By Matthew Marczi
As the Pittsburgh Steelers get healthier and the games tick on, it appears that a pecking order is taking shape within the running back group. We all knew it was a foregone conclusion that rookie second-round draft pick Le’Veon Bell would assume the mantle once he returned to health, which did not come until the third game.
Now that he is settled into his role as the feature back, however, with three games under his belt, the rest of the stable is falling in line. And that includes the opening day starter featured on the bench as a game-day inactive, a role that does not show any signs of changing, barring injury.
The Steelers acquired former Dallas Cowboys running back Felix Jones in a trade during the preseason, and he performed well enough to initially make Jonathan Dwyer expendable. Of course, Dwyer was re-signed after LaRod Stephens-Howling suffered a torn ACL in the season opener.
Isaac Redman was the featured runner—before the running game was abandoned—in the opener. The following week, Redman suffered a head injury on the opening kickoff, which thrust Jones into the feature role. In the third week, it was Dwyer with the ‘hot’ hand after Jones fumbled the ball.
While blocking helped him rip off runs of nine and 25 yards, the other ten of his 12 carries went for four yards or less, with five of them going for zero or less yards.
The return of Bell in Week Four allowed for clarity to overtake the running back position. Redman went to the bench, Bell assumed the bulk of the carries, and Jones was used intermittently as a change of pace. Dwyer carried just two times for seven yards against the Minnesota Vikings.
After the Bye Week, it has become clear that Dwyer is carving out for himself the role of the occasional third down and short-yardage back. Twice in the past two weeks, Mike Tomlin sent in Dwyer in order to convert key third and short situations, and it would not be a surprise to see that continue, or even expand.
In this past game against the Baltimore Ravens, Dwyer’s only carry came on third and one, with the Steelers on their own 29-yard line right after the two-minute warning, looking to make something happen before the half, after which the Ravens would get the ball back. He converted easily with a powerful four-yard gain, although in the end a Heath Miller fumble translated into a late field goal for the Ravens afterward.

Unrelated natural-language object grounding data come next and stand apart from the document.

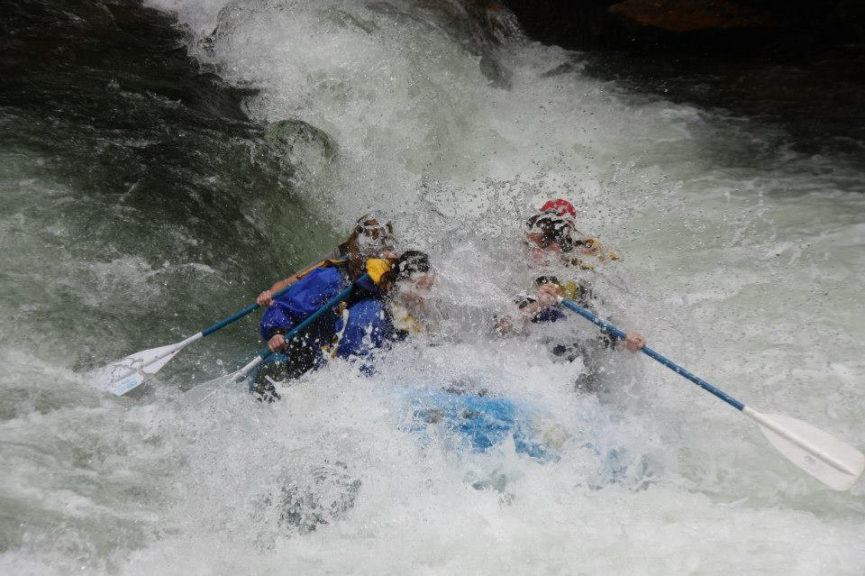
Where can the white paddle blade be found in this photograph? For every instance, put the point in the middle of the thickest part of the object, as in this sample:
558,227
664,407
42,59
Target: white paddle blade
125,375
833,462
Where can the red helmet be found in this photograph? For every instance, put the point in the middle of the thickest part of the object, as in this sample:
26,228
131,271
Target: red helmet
560,207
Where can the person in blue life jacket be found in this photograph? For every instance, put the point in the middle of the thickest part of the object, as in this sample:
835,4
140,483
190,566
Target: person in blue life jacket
552,241
370,243
395,312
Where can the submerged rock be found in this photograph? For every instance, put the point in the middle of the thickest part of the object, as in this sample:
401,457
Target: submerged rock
301,144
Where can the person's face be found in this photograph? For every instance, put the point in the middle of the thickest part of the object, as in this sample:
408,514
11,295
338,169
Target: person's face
374,239
541,247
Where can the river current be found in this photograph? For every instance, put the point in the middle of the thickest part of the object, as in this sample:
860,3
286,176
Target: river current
741,252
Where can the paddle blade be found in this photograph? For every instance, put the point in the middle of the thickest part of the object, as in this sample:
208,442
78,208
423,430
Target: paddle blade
127,374
826,458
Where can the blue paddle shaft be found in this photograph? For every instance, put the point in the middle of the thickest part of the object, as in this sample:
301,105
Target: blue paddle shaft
265,352
609,328
235,317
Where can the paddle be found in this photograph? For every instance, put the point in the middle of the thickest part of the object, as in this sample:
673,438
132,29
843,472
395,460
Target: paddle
203,391
265,352
833,462
127,374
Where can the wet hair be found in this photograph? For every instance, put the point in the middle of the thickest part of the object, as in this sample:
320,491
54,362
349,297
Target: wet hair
410,262
351,247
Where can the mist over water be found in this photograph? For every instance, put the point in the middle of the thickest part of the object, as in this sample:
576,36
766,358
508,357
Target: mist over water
740,261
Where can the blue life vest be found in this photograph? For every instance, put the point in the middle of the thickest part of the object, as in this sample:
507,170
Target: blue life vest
369,327
303,298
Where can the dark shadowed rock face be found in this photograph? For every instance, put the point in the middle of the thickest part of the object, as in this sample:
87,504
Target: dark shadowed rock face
798,63
706,25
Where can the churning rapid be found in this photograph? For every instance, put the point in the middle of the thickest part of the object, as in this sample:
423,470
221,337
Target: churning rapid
139,205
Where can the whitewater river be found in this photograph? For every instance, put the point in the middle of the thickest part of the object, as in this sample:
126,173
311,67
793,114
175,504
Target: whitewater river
741,258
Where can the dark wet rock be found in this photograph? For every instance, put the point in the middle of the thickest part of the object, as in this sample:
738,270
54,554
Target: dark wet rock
691,15
801,66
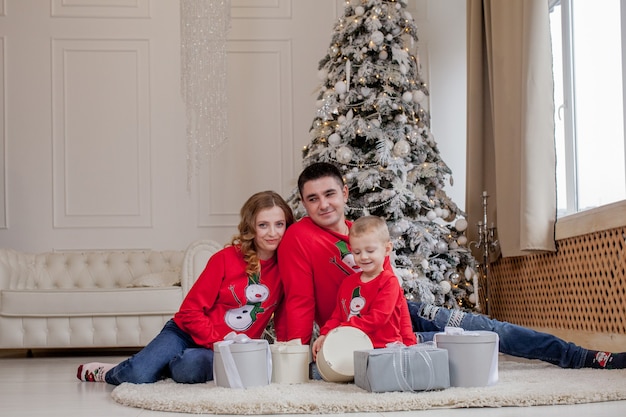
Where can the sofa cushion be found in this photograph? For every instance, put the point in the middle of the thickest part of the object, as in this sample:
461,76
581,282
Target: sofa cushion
101,302
157,279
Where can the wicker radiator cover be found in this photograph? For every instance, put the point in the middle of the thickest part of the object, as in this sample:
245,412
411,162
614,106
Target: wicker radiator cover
578,293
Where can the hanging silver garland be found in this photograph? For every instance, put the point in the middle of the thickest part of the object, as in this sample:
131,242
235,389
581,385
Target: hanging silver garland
204,31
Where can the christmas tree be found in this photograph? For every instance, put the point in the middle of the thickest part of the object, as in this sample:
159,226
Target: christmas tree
371,123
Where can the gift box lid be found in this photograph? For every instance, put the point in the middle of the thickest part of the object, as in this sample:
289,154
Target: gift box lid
250,346
478,336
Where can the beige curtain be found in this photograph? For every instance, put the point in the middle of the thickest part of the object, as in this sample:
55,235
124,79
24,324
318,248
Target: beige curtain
510,149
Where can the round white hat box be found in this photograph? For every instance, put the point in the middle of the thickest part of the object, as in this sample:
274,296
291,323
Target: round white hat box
335,360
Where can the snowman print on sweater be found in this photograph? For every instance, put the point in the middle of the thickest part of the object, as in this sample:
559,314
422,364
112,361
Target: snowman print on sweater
357,303
242,318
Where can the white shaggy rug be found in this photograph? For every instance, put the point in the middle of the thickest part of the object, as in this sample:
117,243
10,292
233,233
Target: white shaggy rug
522,383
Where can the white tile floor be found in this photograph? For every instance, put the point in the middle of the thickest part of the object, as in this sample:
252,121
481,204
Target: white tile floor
46,385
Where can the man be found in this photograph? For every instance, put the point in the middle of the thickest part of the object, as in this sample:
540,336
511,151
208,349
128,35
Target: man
314,258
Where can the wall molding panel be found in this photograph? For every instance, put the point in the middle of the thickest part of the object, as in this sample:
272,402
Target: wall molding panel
260,106
101,8
101,133
3,137
261,9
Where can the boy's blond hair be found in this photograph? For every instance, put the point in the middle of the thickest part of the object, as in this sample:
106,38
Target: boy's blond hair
370,224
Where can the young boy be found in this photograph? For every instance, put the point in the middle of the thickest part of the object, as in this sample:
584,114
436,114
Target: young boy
371,299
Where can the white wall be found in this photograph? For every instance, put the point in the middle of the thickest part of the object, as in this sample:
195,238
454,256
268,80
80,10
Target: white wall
92,125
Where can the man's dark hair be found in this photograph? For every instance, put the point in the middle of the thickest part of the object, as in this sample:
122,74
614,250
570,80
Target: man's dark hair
319,170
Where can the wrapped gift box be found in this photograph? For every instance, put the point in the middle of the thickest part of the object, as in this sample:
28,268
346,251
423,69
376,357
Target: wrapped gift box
242,363
290,362
414,368
473,356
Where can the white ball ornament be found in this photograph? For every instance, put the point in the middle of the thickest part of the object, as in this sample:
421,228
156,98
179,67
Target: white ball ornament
418,96
469,273
441,247
343,155
460,225
340,87
334,139
377,37
395,231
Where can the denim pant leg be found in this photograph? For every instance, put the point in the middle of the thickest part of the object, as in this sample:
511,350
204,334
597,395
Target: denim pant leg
151,363
193,366
514,340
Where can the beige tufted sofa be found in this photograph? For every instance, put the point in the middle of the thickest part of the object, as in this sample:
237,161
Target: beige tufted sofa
93,299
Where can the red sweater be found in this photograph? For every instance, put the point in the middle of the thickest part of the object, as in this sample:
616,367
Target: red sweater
225,299
312,268
377,307
313,263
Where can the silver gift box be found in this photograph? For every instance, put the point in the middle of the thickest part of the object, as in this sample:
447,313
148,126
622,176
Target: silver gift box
414,368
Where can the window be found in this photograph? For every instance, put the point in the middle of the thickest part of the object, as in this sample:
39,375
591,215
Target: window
587,44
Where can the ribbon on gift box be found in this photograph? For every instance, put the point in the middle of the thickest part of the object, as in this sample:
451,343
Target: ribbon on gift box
493,372
401,355
230,368
281,347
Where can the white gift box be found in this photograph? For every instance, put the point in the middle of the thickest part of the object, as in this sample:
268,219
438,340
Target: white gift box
241,362
473,356
335,360
290,362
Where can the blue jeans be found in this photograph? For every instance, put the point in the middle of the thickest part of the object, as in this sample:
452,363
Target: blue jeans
171,354
514,340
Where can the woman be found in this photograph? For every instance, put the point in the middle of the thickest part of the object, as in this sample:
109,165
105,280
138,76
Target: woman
239,290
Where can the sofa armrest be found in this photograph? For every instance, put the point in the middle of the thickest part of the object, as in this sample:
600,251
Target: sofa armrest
15,268
196,257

Dwyer is not simply in for short-yardage carries, however. For example, he was in on third and one during the Steelers’ first drive of the second half when Ben Roethlisberger scrambled for 19 yards and a first down. Not only did he make himself available to his quarterback for the first down, he went into blocking mode when he realized Roethlisberger was going to run for it and threw a block on safety Matt Elam down the field.